3D Printed Fish

Univ. of California, San Diego: 3D Printed Microfish
Univ. of California, San Diego: 3D Printed Microfish

Nanoengineers at the University of California, San Diego have developed multipurpose fish-shaped microrobots called microfish using innovative 3D Printing technologies. The new microfish swim around just like real fish and are chemically powered by hydrogen peroxide and magnetically controlled.

In the past, the creation of similar microrobots yielded microbots that were incapable of performing sophisticated tasks because they featured simple designs and were primarily made of homogeneous inorganic materials. However, now researchers at the Univ. of Califorinia have demonstrated a better, simpler way of creating more complex microrobots.

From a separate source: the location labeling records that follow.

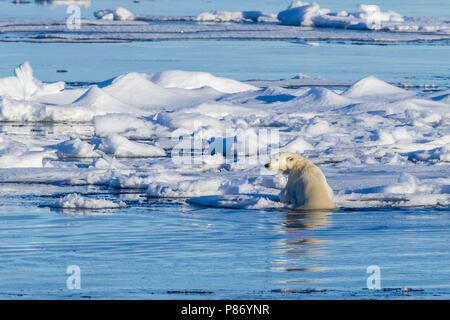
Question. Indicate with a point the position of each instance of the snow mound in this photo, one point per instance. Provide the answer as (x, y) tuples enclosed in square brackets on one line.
[(136, 90), (15, 154), (237, 16), (194, 80), (296, 145), (100, 101), (371, 86), (368, 17), (122, 123), (75, 148), (408, 184), (24, 86), (301, 14), (239, 201), (122, 147), (118, 14), (77, 201), (322, 97)]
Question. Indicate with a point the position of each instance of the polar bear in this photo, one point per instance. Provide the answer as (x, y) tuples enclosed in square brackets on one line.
[(307, 187)]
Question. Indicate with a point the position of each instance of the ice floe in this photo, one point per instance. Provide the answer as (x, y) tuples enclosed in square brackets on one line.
[(180, 134)]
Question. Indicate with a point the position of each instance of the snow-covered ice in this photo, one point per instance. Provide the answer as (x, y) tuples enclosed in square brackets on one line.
[(185, 134)]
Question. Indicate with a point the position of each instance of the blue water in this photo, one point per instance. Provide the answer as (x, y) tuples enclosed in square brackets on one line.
[(241, 60), (162, 249)]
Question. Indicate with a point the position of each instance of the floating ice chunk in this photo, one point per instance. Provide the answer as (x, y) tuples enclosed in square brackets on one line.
[(119, 14), (194, 80), (383, 137), (135, 89), (321, 97), (106, 162), (122, 147), (77, 201), (238, 201), (188, 121), (221, 110), (122, 123), (301, 14), (100, 101), (14, 154), (24, 86), (75, 148), (296, 145), (438, 154), (317, 126), (372, 86), (238, 16), (187, 188), (220, 16), (408, 184), (372, 14)]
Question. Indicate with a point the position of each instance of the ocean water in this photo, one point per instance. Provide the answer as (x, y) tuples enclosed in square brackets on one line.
[(168, 249), (164, 249)]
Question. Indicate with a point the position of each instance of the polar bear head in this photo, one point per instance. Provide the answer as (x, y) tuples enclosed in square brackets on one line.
[(286, 163)]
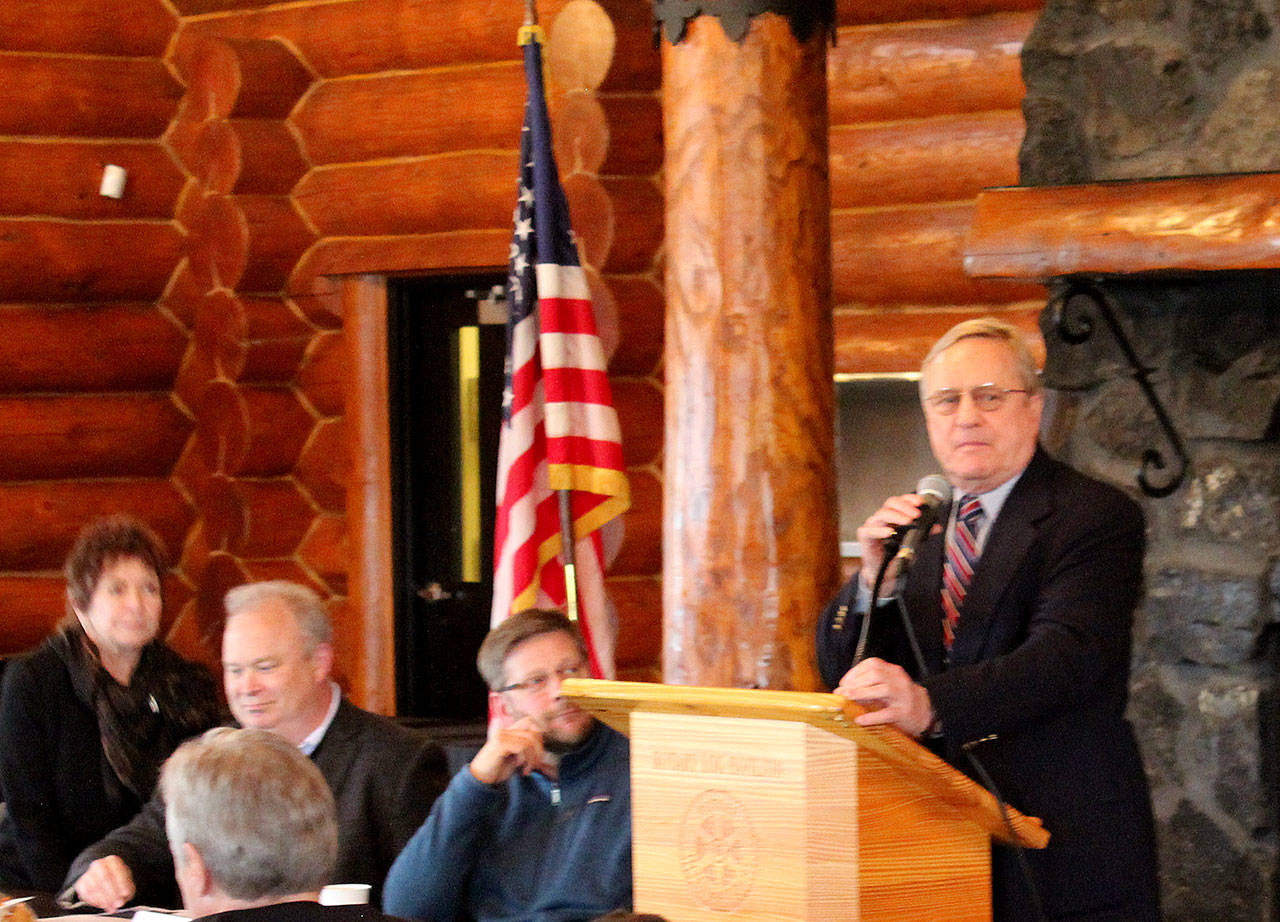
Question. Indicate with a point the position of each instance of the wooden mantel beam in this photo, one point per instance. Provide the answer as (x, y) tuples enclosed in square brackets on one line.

The team of researchers led by Professor Shaochen Chen and Joseph Wang of the Nano Engineering Dept UC San Diego were able to custom-build microfish that swim around when placed in a solution containing hydrogen peroxide. The Nanoengineers added functional nanoparticles into specific parts of the microfish’s bodies to provide further functionalities. Platinum nano-particles were installed in the tails which then reacts with hydrogen peroxide and propels the microfish forward. The researchers then installed magnetic iron oxide nano-particles in the microfish heads allowing them to be steered using magnets.

“We have developed an entirely new method to engineer nature-inspired microscopic swimmers that have complex geometric structures and are smaller than the width of a human hair.  With this method, we can easily integrate different functions inside these tiny robotic swimmers for a broad spectrum of applications,” stated Wei Zhu, a nanoengineering PhD student in Chen’s research group at the Jacobs School of Engineering at UC San Diego.

The team incorporated toxin-neutralizing nano-particles throughout the bodies of the microfish, polydiacetylene (PDA) nanoparticles. The polydiacetylene (PDA) nanoparticles were used to capture harmful pore-forming toxins like those also found  in bee venom. The researchers pointed out that the powerful swimming ability of the microfish greatly enhanced their ability to clean up toxins.

The researchers pointed out that the microfish can serve as detoxification systems and as toxin sensors and that they were not limited to just creating fish-shaped microbots; birds or other organisms are also possible thanks to 3D printing technologies.  In addition, the research authors stated that the possibilities for future uses were very exciting. Jinxing Li, nanoengineering PhD student working on the team stated that one such possibility would be to encapsulate medicines inside the microfish and use the microfish as a new method for drug delivery.

Researchers stated that the synthetic microfish will inspire a new generation of “smart” microrobots that have diverse capabilities such as detoxification, sensing and directed drug delivery, researchers said.

The research has been published in Advanced Materials.